It's definitely Worf. I don't think it's fair to say Worf tried. How many episodes was Alexander even in? As a viewer I only saw him try like 3 episodes or something and give up. You can try and explain how a lot of shit happens in their world we don't see, that the time between episodes represents weeks or years, but as a viewer I just get those few interactions and then he's gone.
And Worf also did that stupid rite to take that other kid as a brother and we never see that kid again either.
Worf went to
counselling to try and have a better working relationship with his son. If he was a human, he'd be the type of man to not want to talk about his feelings. As a Klingon who is constantly surrounded by 24th century humans and their open willingness to talk about their feelings and everything else he finds embarrassing about them and all of humanity, that had to be hard for him. Yet he was more than reasonable about trying to work things through fairly for both of them. There are human men who would never even try. I know from experience. My father point blank refused to go to any type of counselling because he knew he'd be told he was wrong. Decades later he's paid for that decision.
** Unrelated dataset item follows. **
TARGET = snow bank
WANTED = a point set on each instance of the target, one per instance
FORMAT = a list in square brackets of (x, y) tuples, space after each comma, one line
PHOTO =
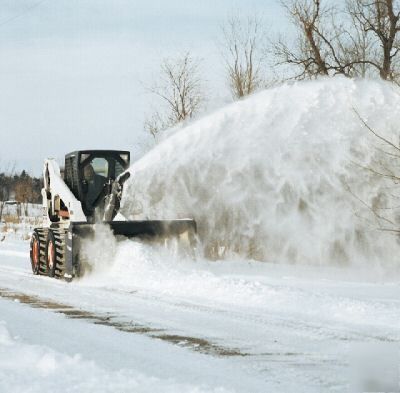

That Worf tried at all tells me he really did love his son and wanted things to work out between them. Also, we really shouldn't look on that rite as a measure of Worf as a parent just because the writers were never interested enough to revisit what that meant, nor the studio willing enough to pay the original writers for the use of their character.
You should rewatch Sons and Daughters. Worf goes years without even speaking to Alexander for no other reason than working on their relationship was too much effort and it was easier to just not and let it slide rather than confront the issue. Should have picked up a subspace phone once in a while.
It's been a while since I watched either TNG or DS9, true. But I still find people voting for Worf ridiculous. Dukat planned on murdering his daughter himself because her existence was politically damaging to him. Worf trying and failing as a father, yet still loving his son and wanting the best for him does not at all compare. It's utterly absurd to me that people are viewing Worf - as an imperfect man and a self-admitted failure of a parent - as
worse than Dukat, Tain or Hansen who thought bringing his young child with him on a study of the most deadly adversary in the galaxy was a good idea, or any other horrible parent we may find in Star Trek.
It's absolutely perfect ResetEra though, I'll give you that.